Table 3. Patient-level performance evaluation for predicting clinical heart failure or severe tissue pathology from H&E stained whole-slide images for validation folds of the training data set.
Metric | Random Forest | Deep Learning | p-value |
---|---|---|---|
Image-level results | |||
Accuracy | 0.869 ± 0.05 | 0.954 ± 0.03 | 0.05 |
Sensitivity | 0.866 ± 0.07 | 0.968 ± 0.03 | n.s. |
Specificity | 0.872 ± 0.04 | 0.943 ± 0.05 | n.s. |
Positive predictive value | 0.848 ± 0.05 | 0.935 ± 0.05 | 0.05 |
AUC | 0.944 ± 0.04 | 0.977 ± 0.02 | 0.05 |
Patient-level results | |||
Accuracy | 0.923 ± 0.03 | 0.962 ± 0.02 | n.s. |
Sensitivity | 0.917 ± 0.07 | 0.979 ± 0.04 | n.s. |
Specificity | 0.930 ± 0.06 | 0.947 ± 0.05 | n.s. |
Positive predictive value | 0.919 ± 0.07 | 0.942 ± 0.06 | n.s. |
AUC | 0.963 ± 0.05 | 0.960 ± 0.05 | n.s. |
The results are presented as the Mean ± SD of three models.
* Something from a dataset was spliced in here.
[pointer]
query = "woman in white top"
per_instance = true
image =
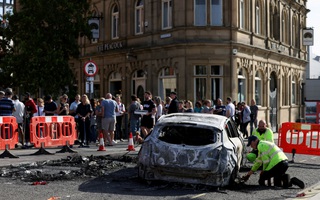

Each model was trained on ~770 images from ~70 patients. These models were evaluated on the validation fold of ~35 patients. The patient-level diagnosis is the majority vote over all the images from a single patient. Statistics were determined by an unpaired two-sample t-test with an N of three folds.